Starting to use LESS

Any valid CSS file is a valid LESS file, so you can start right now with your existing projects in any language. Also, since the output of LESS files is CSS, LESS is already compatible with all browsers. There are many alternative to integrate LESS to your workflow, here are a few examples :

  • Official LESS release : LESS.js is the official version of LESS. You can use it to generate CSS files from your LESS file in the browser, which is good for test but too slow for production websites. A better option is to use to generate your CSS files on your server with Node.js, and serve only those CSS files to the client.

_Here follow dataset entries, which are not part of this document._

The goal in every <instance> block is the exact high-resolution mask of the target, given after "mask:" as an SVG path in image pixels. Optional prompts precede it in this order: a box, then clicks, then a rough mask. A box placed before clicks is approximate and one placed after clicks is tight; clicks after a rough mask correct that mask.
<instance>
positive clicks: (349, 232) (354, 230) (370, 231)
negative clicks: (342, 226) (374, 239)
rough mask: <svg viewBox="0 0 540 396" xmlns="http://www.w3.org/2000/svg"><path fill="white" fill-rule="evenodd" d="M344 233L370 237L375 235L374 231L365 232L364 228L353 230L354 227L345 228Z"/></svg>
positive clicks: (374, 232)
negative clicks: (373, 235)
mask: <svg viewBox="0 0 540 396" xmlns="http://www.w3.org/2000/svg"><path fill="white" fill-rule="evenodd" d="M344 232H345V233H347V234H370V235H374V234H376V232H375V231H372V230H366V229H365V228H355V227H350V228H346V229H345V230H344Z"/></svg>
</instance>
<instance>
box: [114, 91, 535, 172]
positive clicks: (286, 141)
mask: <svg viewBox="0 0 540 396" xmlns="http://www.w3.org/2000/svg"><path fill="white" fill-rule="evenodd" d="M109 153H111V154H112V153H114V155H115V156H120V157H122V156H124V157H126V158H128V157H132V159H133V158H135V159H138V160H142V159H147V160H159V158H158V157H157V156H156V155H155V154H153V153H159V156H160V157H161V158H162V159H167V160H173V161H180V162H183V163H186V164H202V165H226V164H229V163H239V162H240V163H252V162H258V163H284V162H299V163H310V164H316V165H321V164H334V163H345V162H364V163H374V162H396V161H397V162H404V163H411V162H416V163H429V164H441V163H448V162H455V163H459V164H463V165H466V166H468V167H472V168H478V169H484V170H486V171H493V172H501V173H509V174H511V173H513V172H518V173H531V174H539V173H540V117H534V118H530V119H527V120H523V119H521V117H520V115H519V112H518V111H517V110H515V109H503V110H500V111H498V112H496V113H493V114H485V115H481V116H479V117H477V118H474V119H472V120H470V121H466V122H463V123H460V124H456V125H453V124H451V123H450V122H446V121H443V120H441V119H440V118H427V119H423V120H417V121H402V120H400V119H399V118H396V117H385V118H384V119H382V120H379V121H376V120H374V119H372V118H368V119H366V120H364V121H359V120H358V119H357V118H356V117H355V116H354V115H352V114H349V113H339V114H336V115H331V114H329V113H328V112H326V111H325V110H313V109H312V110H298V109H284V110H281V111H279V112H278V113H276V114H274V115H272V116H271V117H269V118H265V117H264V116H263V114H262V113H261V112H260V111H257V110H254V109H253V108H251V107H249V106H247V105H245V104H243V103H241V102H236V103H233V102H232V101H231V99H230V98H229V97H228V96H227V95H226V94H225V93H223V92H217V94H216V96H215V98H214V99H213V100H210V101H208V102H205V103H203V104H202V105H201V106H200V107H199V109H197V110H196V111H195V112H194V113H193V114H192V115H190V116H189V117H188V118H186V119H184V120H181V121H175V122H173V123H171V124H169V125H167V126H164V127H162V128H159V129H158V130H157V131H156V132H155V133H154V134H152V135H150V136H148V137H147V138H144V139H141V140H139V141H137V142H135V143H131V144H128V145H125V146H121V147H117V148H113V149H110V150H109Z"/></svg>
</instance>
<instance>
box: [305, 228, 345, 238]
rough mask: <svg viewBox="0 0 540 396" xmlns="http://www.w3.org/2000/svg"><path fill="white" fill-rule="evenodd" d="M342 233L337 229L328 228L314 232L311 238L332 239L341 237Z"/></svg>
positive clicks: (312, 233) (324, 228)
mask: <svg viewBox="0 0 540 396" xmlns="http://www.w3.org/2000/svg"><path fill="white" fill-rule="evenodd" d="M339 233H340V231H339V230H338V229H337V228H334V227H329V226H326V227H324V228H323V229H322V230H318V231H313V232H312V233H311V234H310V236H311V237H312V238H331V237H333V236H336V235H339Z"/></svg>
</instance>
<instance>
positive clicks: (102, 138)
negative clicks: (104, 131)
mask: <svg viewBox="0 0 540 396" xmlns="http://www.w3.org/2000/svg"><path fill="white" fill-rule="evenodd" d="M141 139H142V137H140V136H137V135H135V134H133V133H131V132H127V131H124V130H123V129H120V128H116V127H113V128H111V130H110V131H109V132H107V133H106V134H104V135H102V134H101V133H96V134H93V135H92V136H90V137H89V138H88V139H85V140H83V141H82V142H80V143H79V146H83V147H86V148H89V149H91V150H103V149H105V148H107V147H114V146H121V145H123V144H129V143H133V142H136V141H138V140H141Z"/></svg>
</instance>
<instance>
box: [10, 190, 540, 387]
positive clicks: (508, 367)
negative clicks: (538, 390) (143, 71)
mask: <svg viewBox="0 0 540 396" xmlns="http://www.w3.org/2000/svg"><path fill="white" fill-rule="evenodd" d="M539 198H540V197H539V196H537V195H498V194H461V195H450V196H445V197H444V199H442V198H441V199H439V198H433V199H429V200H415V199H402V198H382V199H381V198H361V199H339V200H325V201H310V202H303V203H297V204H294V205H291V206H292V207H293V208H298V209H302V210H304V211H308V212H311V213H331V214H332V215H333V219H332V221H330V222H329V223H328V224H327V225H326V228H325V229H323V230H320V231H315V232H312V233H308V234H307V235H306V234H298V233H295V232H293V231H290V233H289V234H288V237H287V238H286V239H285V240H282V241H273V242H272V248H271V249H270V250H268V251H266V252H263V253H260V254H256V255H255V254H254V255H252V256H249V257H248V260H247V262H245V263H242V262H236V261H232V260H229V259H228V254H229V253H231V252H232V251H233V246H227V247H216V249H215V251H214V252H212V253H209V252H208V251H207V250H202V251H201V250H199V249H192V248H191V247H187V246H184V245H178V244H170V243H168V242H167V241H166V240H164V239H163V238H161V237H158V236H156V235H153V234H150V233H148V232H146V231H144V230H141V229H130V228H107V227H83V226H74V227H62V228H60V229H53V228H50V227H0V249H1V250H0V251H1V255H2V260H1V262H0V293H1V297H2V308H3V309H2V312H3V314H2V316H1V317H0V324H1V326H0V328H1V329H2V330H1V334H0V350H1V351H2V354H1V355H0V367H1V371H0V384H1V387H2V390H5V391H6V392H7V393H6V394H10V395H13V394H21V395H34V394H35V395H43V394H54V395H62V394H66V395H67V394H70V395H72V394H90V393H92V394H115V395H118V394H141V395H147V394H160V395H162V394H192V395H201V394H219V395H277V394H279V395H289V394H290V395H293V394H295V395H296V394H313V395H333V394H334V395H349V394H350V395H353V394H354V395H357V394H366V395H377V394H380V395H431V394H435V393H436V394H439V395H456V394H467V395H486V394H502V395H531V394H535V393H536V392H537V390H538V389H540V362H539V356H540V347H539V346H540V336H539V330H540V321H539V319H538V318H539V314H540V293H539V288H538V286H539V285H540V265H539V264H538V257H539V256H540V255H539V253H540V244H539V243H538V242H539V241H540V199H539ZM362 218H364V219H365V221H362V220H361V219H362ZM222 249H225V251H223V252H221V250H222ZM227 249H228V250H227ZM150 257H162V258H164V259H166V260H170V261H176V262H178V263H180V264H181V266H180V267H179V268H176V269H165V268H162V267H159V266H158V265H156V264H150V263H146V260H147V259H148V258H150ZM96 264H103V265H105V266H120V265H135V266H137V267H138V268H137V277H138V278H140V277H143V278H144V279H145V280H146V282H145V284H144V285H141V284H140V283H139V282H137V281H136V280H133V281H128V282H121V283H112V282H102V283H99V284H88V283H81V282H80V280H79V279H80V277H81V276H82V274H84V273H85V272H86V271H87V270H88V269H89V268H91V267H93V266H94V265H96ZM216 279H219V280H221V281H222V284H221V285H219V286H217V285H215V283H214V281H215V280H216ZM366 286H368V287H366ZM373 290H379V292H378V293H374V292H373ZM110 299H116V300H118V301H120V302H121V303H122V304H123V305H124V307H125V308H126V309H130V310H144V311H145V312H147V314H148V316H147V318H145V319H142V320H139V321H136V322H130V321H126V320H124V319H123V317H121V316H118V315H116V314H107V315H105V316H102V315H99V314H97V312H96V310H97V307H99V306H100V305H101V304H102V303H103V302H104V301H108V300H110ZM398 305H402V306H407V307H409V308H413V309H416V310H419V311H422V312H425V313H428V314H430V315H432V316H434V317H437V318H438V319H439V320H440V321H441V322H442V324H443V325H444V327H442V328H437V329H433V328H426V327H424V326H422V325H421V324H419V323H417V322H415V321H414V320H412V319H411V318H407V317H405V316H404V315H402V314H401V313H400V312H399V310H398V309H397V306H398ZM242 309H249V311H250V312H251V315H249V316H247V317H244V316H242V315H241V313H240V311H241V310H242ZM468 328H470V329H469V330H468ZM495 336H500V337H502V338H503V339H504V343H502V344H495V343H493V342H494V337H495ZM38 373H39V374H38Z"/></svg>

  • .LESS (dotless) : .LESS is a port of LESS.js which can be used in any ASP.NET project. It will generate the CSS files from the LESS files in your project and serve only the CSS files to the client, and can be integrated with the bundling and minification libraries in System.Optimization. Also Visual Studio 2012 Service Pack 3 supports LESS files : it has syntax highlighting, autocomplete and CSS file preview built in.
  • LESS compilers : There are tools in many languages to compile LESS files to CSS files. That way, you can integrate the LESS compilation to your build process, or run the compiler manually to generate the CSS files needed for your project and put those files into production.